To: Don Mosher who wrote (32997)3/2/2003 1:42:22 PM
From: engineer  Respond to of 197253
 
I disagree on CDMA technology. At the time CDMA was introduced, it was a disruptive technology, exactly like the disk drive mfg in the CC book. analog was on the way out, digital was coming in, two new standards were already proposed (TDMA and GSM) and along came a newer technology which was much more advanced. It got started 3 years after the other standards, got implemented sooner and came into use sooner. It displaced the TDMA out there in a very short amount of time and would have displaced alot of GSM were it not for protectionism in other parts of the world.

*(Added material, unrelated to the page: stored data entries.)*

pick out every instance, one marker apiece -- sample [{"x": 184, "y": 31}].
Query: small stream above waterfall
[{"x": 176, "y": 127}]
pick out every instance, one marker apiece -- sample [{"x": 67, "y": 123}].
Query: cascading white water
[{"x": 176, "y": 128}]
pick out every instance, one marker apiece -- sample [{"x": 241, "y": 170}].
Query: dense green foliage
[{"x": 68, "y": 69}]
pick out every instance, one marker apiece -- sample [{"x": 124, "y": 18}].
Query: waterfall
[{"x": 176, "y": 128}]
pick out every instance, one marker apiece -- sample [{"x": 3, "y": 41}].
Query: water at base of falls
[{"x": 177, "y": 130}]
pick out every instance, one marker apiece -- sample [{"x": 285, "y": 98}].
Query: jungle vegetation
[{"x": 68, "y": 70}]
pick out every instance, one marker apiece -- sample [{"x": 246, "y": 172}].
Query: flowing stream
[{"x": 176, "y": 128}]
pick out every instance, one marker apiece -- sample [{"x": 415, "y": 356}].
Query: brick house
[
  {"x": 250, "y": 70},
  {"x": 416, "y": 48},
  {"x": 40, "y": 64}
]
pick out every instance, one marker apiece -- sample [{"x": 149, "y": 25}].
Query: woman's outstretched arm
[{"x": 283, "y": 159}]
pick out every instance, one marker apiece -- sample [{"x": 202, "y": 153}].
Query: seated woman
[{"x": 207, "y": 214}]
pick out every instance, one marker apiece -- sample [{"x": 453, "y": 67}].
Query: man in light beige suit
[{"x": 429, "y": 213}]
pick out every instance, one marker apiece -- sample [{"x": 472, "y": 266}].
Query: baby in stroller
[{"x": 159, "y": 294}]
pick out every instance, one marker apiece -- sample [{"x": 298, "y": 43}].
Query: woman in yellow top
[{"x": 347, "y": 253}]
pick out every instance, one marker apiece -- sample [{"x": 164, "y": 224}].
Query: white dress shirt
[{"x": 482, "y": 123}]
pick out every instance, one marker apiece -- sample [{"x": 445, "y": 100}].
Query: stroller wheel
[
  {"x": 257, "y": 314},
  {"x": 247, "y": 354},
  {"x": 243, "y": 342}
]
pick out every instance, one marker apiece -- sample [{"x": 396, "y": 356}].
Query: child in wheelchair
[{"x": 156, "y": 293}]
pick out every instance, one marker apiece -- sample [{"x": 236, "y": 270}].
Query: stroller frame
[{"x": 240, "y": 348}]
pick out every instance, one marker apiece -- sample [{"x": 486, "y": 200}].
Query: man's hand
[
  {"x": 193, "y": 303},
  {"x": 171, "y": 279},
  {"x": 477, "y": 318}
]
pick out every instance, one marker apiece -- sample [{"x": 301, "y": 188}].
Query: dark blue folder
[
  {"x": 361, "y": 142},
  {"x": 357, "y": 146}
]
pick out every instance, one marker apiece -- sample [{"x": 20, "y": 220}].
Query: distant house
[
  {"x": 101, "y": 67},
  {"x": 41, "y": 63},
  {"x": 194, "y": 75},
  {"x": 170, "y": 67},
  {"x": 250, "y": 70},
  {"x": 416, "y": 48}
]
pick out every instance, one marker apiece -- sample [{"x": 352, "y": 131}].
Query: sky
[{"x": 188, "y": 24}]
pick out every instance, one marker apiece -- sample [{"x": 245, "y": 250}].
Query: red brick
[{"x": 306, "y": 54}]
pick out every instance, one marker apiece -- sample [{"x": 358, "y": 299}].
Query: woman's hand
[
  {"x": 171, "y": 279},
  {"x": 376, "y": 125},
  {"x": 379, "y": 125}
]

As for 40x, I have explained that before. In teh begging, the system was designed to match analog performance, which at that drop call rate, voice quality, coverage would have given 40x analog. but when they were demo'ing the system, the carriers found that at 10x they got regular wireline quality and no significant dropped calls, so they reset the bar at that level. they figured that they would not need the increased capacity for awhile and they went with good enough. When the number was reduced from 40x to 10x, everyone made a giant political statement out of it. Even you are still confused. The same system that was proposed is what rolled out. The newer coding methods have increased the present system well beyond what was possible in 1990. If a country like India wanted to settle for analog type response, they could just as well set the signal to noise ratio back down to acheive 40x or even 70x on their systems.

On your item #3, I believe that we have the begginings of a disruptive technology coming along the lines of what Netscape did for the Internet versus teh old "FTP" stuff. the wireless technology is the Internet pipe, but I do not belive we have found the unlocking key yet to allow data devices to use wirelss technology in a massive way. I believe that the carriers barriers to roaming, revenue sharing, and "captive pops" are another major barrier to widespread use. Until they find the model like wireline which allows low cost simple access, they will not disrupt wireline.

On disruptive technologies, I think that some of them have differnt timeframes than others. Some we see in months, but some are in years. Email verus postal mail is a good example. Email is very quickly overtaking postal mail worldwide. This has taken many years to get to this point, but it is slowly disrupting the paper mail system. (Perhaps this is also why the junk catalog mailings have gone up by 2 orders of magnitude when the postal guys try to create more business to offset loss in peraonal mail).

But in all this, thanks for your ideas.